I have been plugging away at Robertson Davies' Deptford Trilogy. In this book Davies plumbs the depths of his religious sensibilities. Into the mouth of a Spanish cleric the Canadian author puts some fascinating lines one of which is pertinent to our text: "I am sure Christ learned a great deal that was salutary about Himself when He met the Devil in the wilderness." I think the same is true in this encounter with Peter, when he is tempted to take the easy way. And who would be the greatest tempter but the one who seems to understand him best. But Jesus is wiser than that.

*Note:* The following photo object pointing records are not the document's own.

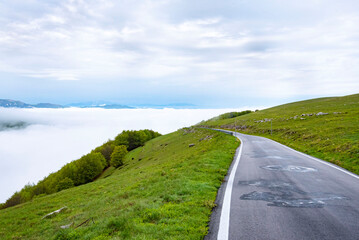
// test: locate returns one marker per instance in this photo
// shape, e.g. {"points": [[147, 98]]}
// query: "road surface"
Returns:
{"points": [[274, 192]]}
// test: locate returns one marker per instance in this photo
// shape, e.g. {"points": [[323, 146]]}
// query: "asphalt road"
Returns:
{"points": [[274, 192]]}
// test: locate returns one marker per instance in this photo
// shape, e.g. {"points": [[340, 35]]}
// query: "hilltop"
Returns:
{"points": [[327, 128]]}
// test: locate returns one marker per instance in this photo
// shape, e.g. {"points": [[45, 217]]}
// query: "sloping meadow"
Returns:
{"points": [[164, 190], [327, 128]]}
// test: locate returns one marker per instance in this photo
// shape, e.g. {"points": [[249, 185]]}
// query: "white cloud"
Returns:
{"points": [[276, 43]]}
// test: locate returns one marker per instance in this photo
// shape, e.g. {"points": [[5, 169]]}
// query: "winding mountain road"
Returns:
{"points": [[275, 192]]}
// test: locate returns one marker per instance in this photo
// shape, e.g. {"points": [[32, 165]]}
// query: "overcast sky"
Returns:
{"points": [[208, 53]]}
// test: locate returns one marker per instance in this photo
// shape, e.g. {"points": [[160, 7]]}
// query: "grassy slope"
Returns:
{"points": [[332, 137], [166, 190]]}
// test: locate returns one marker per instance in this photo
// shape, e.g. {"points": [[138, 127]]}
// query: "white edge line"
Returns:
{"points": [[223, 230], [319, 160]]}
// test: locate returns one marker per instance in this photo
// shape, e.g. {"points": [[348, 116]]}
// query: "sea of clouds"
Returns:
{"points": [[55, 137]]}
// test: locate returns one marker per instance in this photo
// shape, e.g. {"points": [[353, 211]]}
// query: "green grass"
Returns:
{"points": [[333, 137], [165, 190]]}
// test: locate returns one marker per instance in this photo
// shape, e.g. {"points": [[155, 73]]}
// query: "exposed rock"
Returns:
{"points": [[54, 212]]}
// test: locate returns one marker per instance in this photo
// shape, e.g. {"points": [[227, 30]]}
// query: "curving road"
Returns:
{"points": [[274, 192]]}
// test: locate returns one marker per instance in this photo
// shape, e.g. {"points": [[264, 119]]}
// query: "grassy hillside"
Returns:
{"points": [[165, 190], [332, 135]]}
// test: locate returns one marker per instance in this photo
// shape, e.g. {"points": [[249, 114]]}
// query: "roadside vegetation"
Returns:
{"points": [[164, 190], [86, 169], [327, 128]]}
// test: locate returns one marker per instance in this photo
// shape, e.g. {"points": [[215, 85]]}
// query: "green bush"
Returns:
{"points": [[106, 150], [118, 155], [89, 167], [135, 139], [85, 169]]}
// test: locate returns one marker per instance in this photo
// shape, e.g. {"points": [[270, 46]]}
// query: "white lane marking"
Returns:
{"points": [[318, 160], [223, 230]]}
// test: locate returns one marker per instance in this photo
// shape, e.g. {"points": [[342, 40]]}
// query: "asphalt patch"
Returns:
{"points": [[289, 168], [284, 194]]}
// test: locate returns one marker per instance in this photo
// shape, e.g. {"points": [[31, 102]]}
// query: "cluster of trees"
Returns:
{"points": [[86, 169]]}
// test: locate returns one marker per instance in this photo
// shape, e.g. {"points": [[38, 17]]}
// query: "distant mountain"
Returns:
{"points": [[170, 105], [7, 103]]}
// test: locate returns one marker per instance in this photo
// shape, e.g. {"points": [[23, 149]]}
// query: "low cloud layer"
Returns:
{"points": [[58, 136], [178, 50]]}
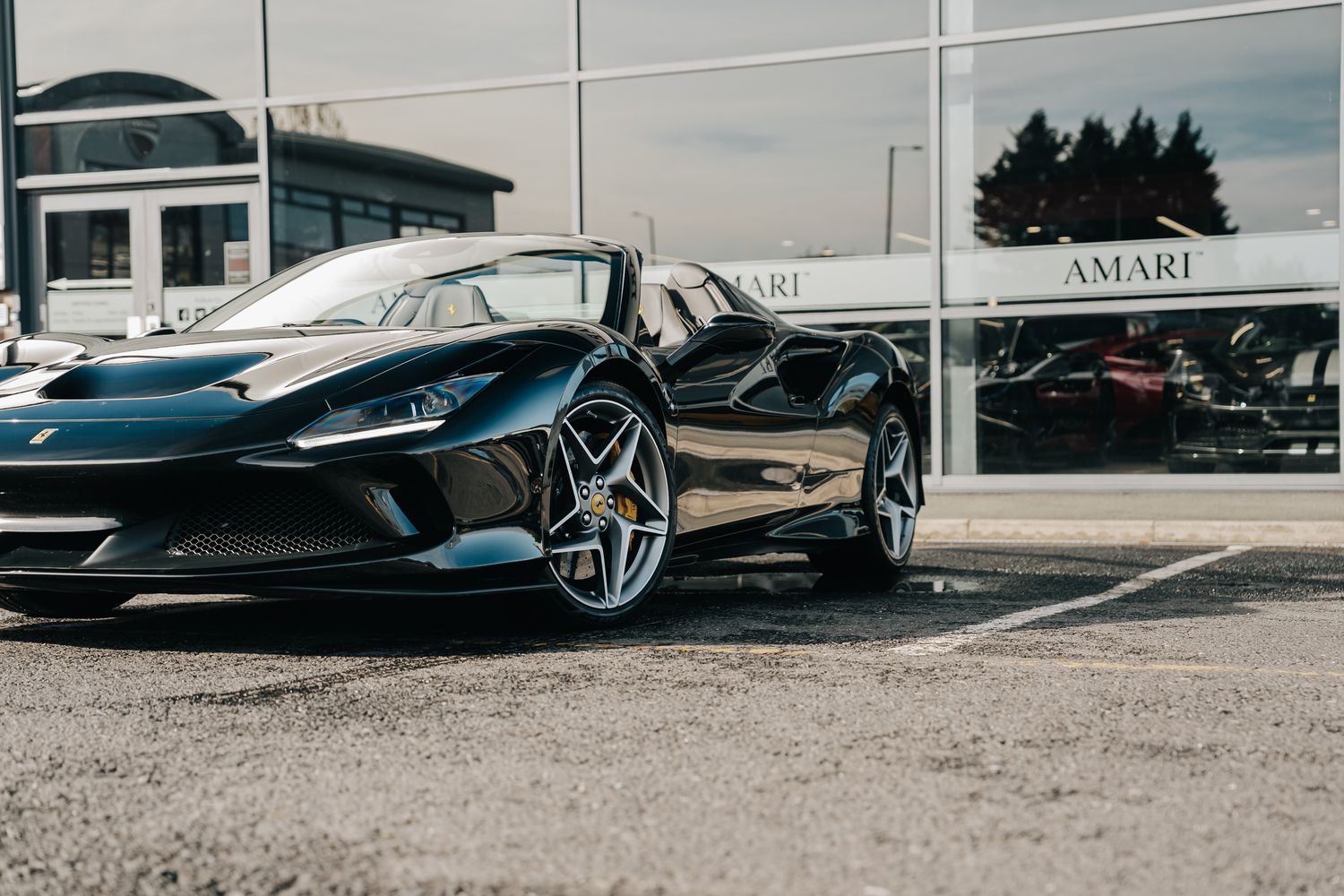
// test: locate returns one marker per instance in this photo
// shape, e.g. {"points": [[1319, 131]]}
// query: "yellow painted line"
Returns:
{"points": [[1177, 667]]}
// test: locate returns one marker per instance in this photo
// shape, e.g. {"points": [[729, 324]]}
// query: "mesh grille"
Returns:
{"points": [[1233, 435], [268, 522]]}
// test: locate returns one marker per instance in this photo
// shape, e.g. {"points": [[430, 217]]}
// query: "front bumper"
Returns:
{"points": [[410, 517], [1305, 437]]}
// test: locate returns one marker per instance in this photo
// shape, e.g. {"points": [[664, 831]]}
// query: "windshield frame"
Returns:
{"points": [[624, 271]]}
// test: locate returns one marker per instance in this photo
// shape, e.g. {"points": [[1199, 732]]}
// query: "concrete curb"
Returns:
{"points": [[1293, 532]]}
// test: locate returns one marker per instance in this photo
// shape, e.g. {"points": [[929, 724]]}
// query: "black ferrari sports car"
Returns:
{"points": [[1265, 395], [444, 416]]}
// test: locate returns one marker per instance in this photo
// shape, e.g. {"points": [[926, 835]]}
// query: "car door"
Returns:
{"points": [[742, 441]]}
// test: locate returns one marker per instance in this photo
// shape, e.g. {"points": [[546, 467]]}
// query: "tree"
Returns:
{"points": [[1096, 187]]}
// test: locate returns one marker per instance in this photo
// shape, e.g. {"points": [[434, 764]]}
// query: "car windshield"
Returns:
{"points": [[441, 281]]}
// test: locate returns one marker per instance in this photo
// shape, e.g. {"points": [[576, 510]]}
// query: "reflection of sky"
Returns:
{"points": [[628, 32], [983, 15], [734, 163], [352, 45], [1263, 88], [207, 43], [519, 134]]}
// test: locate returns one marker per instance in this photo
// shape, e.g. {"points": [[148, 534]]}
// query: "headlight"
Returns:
{"points": [[417, 411], [1193, 383]]}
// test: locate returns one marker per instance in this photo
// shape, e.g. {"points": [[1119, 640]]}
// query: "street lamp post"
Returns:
{"points": [[892, 185], [653, 246]]}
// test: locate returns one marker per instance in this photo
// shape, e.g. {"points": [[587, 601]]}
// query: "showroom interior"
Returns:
{"points": [[1104, 233]]}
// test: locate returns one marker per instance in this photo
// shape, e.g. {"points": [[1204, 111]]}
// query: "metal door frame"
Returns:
{"points": [[145, 207]]}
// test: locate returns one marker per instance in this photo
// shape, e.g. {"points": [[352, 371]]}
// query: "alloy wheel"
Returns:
{"points": [[609, 506], [897, 500]]}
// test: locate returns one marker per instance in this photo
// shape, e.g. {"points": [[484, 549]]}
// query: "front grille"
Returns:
{"points": [[268, 521], [1231, 435]]}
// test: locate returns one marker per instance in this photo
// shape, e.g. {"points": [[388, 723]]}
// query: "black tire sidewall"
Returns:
{"points": [[578, 611]]}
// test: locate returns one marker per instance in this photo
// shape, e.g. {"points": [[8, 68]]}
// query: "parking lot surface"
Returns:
{"points": [[1007, 719]]}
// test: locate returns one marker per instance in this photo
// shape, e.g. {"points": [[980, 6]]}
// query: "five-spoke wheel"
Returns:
{"points": [[612, 506], [890, 504]]}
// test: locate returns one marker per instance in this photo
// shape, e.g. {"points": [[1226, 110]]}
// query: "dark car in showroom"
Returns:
{"points": [[1039, 405], [451, 414], [1263, 397]]}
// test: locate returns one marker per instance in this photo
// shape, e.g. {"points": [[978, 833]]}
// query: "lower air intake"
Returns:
{"points": [[268, 522]]}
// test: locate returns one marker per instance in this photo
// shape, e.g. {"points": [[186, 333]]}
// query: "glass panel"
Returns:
{"points": [[495, 160], [347, 47], [457, 281], [765, 174], [206, 260], [1215, 171], [131, 144], [1234, 390], [618, 32], [81, 54], [960, 16], [911, 340], [88, 274]]}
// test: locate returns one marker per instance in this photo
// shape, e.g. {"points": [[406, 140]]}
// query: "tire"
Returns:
{"points": [[890, 505], [62, 605], [612, 512]]}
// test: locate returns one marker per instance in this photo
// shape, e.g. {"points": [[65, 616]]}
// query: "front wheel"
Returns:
{"points": [[890, 504], [62, 605], [612, 505]]}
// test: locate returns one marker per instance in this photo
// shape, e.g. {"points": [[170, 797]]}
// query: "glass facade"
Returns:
{"points": [[1104, 234]]}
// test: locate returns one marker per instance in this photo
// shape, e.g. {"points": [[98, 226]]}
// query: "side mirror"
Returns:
{"points": [[725, 332]]}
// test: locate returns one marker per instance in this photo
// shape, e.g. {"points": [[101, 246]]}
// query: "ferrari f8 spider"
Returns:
{"points": [[456, 414]]}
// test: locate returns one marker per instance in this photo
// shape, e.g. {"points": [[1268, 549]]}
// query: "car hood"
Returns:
{"points": [[66, 378]]}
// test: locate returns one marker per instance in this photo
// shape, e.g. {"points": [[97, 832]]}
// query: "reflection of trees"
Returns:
{"points": [[1091, 187]]}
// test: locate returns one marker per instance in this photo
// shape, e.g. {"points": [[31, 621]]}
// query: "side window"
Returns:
{"points": [[658, 323], [745, 303], [696, 306]]}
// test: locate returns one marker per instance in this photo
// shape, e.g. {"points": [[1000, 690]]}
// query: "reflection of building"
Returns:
{"points": [[382, 193], [1053, 260]]}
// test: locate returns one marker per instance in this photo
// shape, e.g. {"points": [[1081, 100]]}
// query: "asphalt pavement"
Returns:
{"points": [[1010, 719]]}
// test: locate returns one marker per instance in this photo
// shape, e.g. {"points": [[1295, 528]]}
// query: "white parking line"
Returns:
{"points": [[961, 637]]}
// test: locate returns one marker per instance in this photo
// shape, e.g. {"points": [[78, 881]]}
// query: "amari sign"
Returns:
{"points": [[1236, 263], [1077, 271]]}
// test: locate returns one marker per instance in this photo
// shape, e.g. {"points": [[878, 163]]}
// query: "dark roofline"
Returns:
{"points": [[343, 152]]}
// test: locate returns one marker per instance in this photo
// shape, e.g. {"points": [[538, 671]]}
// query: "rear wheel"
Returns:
{"points": [[890, 504], [613, 509], [62, 605]]}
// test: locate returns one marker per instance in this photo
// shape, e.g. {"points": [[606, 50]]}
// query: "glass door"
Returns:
{"points": [[93, 266], [121, 263], [203, 238]]}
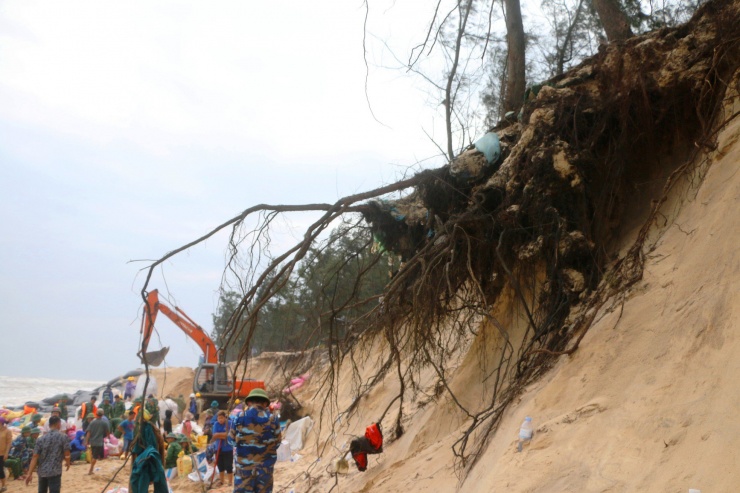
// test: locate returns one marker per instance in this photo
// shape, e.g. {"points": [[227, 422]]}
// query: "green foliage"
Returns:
{"points": [[574, 34], [323, 301]]}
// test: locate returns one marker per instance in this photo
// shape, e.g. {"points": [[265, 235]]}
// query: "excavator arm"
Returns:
{"points": [[152, 307]]}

He calls his disciples and us to take up the cross and follow him. There are many understandings of this instruction. I don't think Jesus was talking about the little irritations of every day life…and I don't think he was saying life is cheap, go spend it foolishly. I don't think he meant to hold life lightly…I do think he wants all of us to have life abundant, but that is quality of life with a capital Q…that means that we live it with eyes wide open for that which robs anyone of life or hope or dignity and are ready to step in to uphold life…that we don't hold life so dearly that we are afraid to enjoy it…or hold it so carefully that we are essentially caged. Life is given with the invitation to live it fully…pouring it out…and knowing that we will be refilled from the source that is overflowing.

Perhaps we are on the right track when we think of the cross to which Jesus referred as the Hebrew letter Tau, which at that time was in the shape of a lower case "t" which looks like a cross. It is the last letter in the Hebrew alphabet and represented the fulfillment of the entire revealed Word of God. The prophet Ezekiel uses the imagery of the Tau to commend Israel to remain faithful to God til the last, to be "sealed" with the mark of the tau on their foreheads as God's chosen people until the end of their lives. Remembering that this was a Jewish community of faith, not Christian at this point… I believe that Jesus was reminding his disciples that they were to be faithful, remembering the tau on their foreheads… remembering who they were and to whom they belonged and then to follow Jesus because he was faithful to that God and would not lead them astray, but take them deep into faithfulness in ways they could never dream. I think that is the cross Jesus asks them to take up, a cross that keeps their focus on God's reign, God's priority, God's inclusive love. This priority Jim Wallis says "commands us to see not only the splinter in our adversary's eye, but also the beam in our own. The distinction between good and evil does not run between one nation and another, or one group and another. It runs straight through every human heart."

We each have these two aspects of Peter within us…the one that declares "You are the Messiah" and the one that says "Don't do what you have to do because if you do, then I might have to leave the safety of my existence…to leave the familiar…and strike out on a journey, the destination of which I do not know the ending."

But if we dare to follow Christ on that path, let us remember the words of Thomas Merton: "Most Holy God, I have no idea where I am going. I do not see the road ahead of me. I cannot know for certain where it will end. Nor do I really know myself, and the fact that I think I am following your will does not mean that I am actually doing so. But I believe that the desire to please you does in fact please you. And I hope I have that desire in all I am doing. I hope that I will never do anything apart from that desire. And I know that if I do, this will lead me by the right road though I may know nothing about it. Therefore, I will trust you always though I may seem to be lost and in the shadow of death. I will not fear, for you are ever with me, and you will never leave me to face my perils alone." Amen.